One weekend morning about four years ago, after we had been making chilaquiles at home for a few months, I woke up wanting all those delicious flavors. Except, I was in the mood for hash browns... and why not instead of totopos? Barely into my first cup of coffee, I articulated this to Ryan and within the hour he had created a breakfast dish that met my craving with wild success.

It's ridiculously simple, actually. Hash browns cooked to perfection with nice crispy edges, a big spoonful of salsa verde, a dollop of cool sour cream, chopped white onions for their brightness and crunch, and crowned with an over-easy egg. Finish this with a drift of your favorite hot sauce and your day is at once off to a fantastically rich and savory start.

We don't play favorites between roja and verde versions of chilaquiles, but with hash browns the salsa verde has been our mainstay and the best fit in terms of consistency and flavor. While we're still running all over Austin exploring the plethora of amazing chilaquiles at local taquerias, for breakfast at home "papaquiles" remains one of our very favorites.

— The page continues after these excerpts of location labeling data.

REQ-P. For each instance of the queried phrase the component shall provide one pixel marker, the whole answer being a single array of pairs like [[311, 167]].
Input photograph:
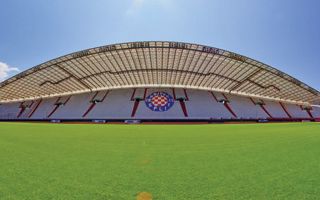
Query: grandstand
[[156, 81]]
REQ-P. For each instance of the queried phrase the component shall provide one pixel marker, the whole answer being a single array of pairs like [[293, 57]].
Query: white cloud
[[6, 71]]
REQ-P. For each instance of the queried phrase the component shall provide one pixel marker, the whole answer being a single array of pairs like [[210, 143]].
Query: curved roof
[[156, 64]]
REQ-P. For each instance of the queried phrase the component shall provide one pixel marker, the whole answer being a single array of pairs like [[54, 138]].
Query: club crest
[[159, 101]]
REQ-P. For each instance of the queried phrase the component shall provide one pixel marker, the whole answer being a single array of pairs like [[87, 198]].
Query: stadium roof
[[156, 64]]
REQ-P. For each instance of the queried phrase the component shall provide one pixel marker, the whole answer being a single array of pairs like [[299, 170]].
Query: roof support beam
[[75, 77]]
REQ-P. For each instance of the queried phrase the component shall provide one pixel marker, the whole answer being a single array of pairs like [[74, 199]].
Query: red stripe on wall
[[105, 95], [215, 98], [174, 94], [266, 111], [35, 108], [308, 111], [229, 109], [67, 100], [133, 93], [135, 107], [55, 107], [184, 108], [252, 101], [94, 96], [89, 109], [226, 98], [263, 108], [145, 93], [285, 110], [22, 108], [185, 94]]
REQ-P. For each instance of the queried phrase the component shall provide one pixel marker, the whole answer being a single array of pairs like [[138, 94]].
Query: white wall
[[118, 105]]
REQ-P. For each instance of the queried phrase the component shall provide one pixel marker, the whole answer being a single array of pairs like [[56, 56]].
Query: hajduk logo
[[159, 101]]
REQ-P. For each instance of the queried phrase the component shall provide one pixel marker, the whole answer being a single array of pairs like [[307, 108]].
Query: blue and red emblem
[[159, 101]]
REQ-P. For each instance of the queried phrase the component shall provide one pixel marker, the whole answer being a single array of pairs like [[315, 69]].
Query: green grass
[[247, 161]]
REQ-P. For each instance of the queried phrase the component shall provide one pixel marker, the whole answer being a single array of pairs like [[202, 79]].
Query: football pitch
[[183, 162]]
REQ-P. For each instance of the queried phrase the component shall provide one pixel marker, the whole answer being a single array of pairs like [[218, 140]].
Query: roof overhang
[[156, 64]]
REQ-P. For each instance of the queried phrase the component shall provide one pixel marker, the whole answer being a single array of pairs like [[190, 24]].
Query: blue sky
[[282, 33]]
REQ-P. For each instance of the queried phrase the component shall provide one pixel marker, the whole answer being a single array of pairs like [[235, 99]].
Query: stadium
[[156, 81], [206, 124]]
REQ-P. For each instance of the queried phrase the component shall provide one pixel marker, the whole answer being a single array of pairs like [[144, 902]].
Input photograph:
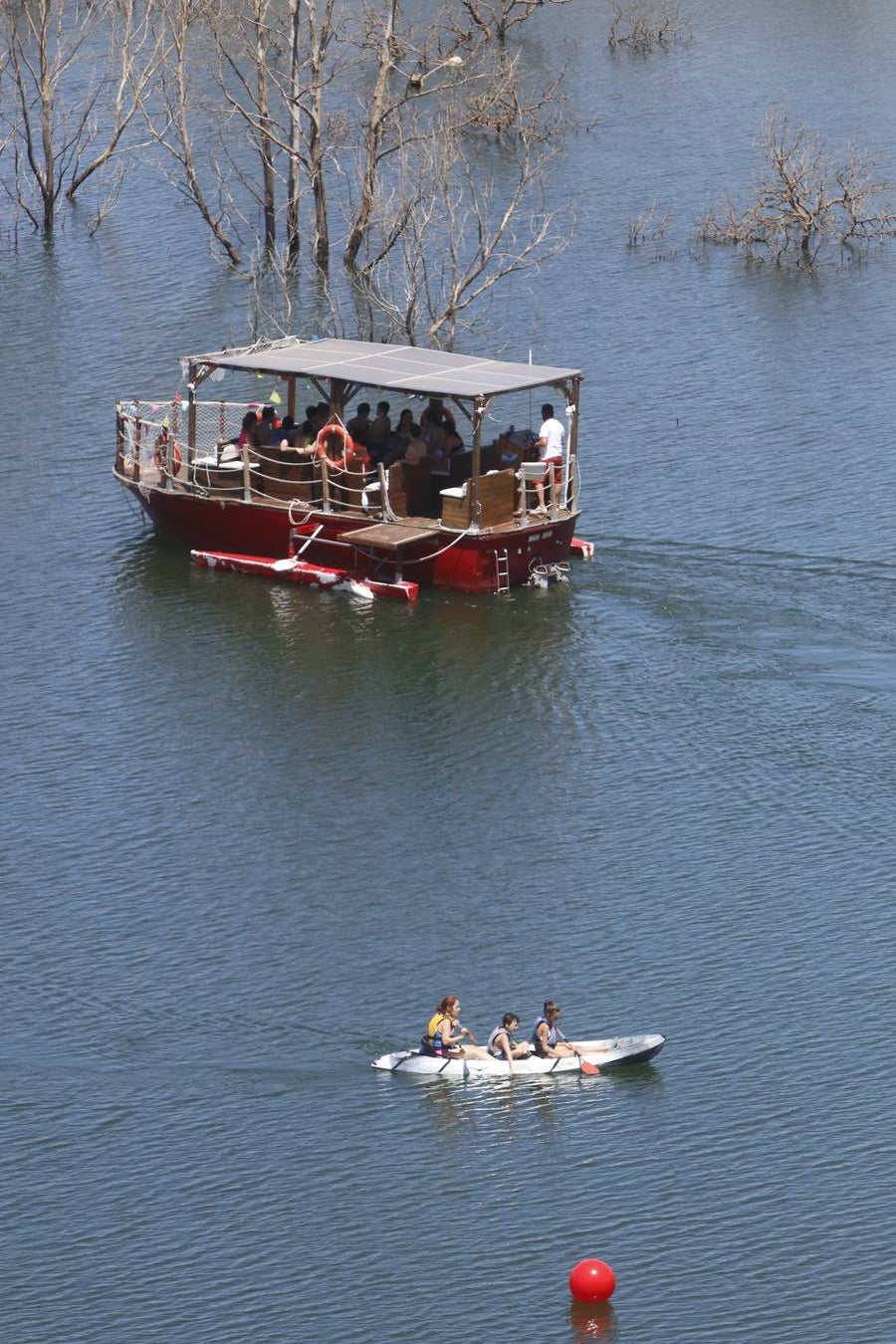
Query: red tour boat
[[320, 508]]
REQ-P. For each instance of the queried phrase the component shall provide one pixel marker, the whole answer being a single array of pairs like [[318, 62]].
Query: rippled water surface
[[251, 835]]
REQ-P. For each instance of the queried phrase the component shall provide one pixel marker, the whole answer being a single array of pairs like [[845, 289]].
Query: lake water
[[251, 835]]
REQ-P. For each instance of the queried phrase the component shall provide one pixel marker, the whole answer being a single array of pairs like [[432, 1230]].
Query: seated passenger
[[358, 426], [415, 450], [547, 1039], [287, 432], [332, 437], [453, 441], [443, 1033], [400, 437], [250, 421], [503, 1043], [379, 433]]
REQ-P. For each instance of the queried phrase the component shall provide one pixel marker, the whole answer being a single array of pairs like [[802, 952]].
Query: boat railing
[[153, 449]]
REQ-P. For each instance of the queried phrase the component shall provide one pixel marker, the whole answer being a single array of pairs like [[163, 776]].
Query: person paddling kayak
[[504, 1044], [445, 1035], [547, 1037]]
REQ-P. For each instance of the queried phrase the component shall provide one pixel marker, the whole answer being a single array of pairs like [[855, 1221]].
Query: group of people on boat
[[446, 1037], [372, 438]]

Saturday, February 4, 2012

Double dipping.

Feta and spinach dip... it's what Wheat Thins® crave. © Ryan Schierling
A great many of you hold a special place in your heart (and stomach) for our three-ingredient, 24-hour caramelized onion dip. It was the second-most popular Foie Gras Hot Dog read of 2011 and "Chips, dips and dorks" is still one of my favorite posts ever (though I have formally apologized to Starkey for calling his eating pony-sized horseshoes at D'Arcy's Pint half-assed).

It was exactly this time last year we unleashed that dip, just in time for the big football match. Event? Football game? Game. (Hockey fan, forgive me.)

There aren't too many other dip recipes in circulation in our household. Of course, we do make queso, because if you live in Texas and don't make queso, you run the risk of being branded a communist and the state will come and take your babies away. But that's a recipe for another day, and this is one of our new faves.

Frustrated with countless bad versions of spinach-artichoke hot-mess, I started at zero and made things up as I went along. Now, there is no cream cheese, no artichokes, no gooey, bubbling lava that congeals into a lumpy, grey cheese brick after 10 minutes out of the oven. This is a simple, delicious and easy-to-make recipe with – like our onion dip – only three ingredients. Unlike our onion dip, it only takes about 15 minutes. And, you know what? It's pretty, too.


Feta and spinach dip

1 10 ounce package frozen chopped spinach, cooked, with all liquid squeezed out
16 ounces sour cream
12 ounces of the best fresh feta cheese in brine you can find – this will not work with that dry, pre-crumbled crap you buy in plastic tubs at the grocer (we use Bulgarian sheep feta from Phoenecia here in Austin)
1 tablespoon crushed red pepper flakes

In a small covered saucepan over medium-low heat, cook the frozen spinach in a bit of water until done. Drain the spinach in a colander and squeeze out all remaining liquid. Put the spinach into a food processor, add the sour cream and crumble in the feta cheese. Add a tablespoon of crushed red pepper flakes and whiz until well mixed. Serve with a sprinkle of crushed red pepper flakes on top and a side of Wheat Thins. (I chose Wheat Thins® because the slight sweetness of the cracker works ridiculously well with the rich, tangy and salty flavors of the dip. If you want veg, carrot sticks work really well.)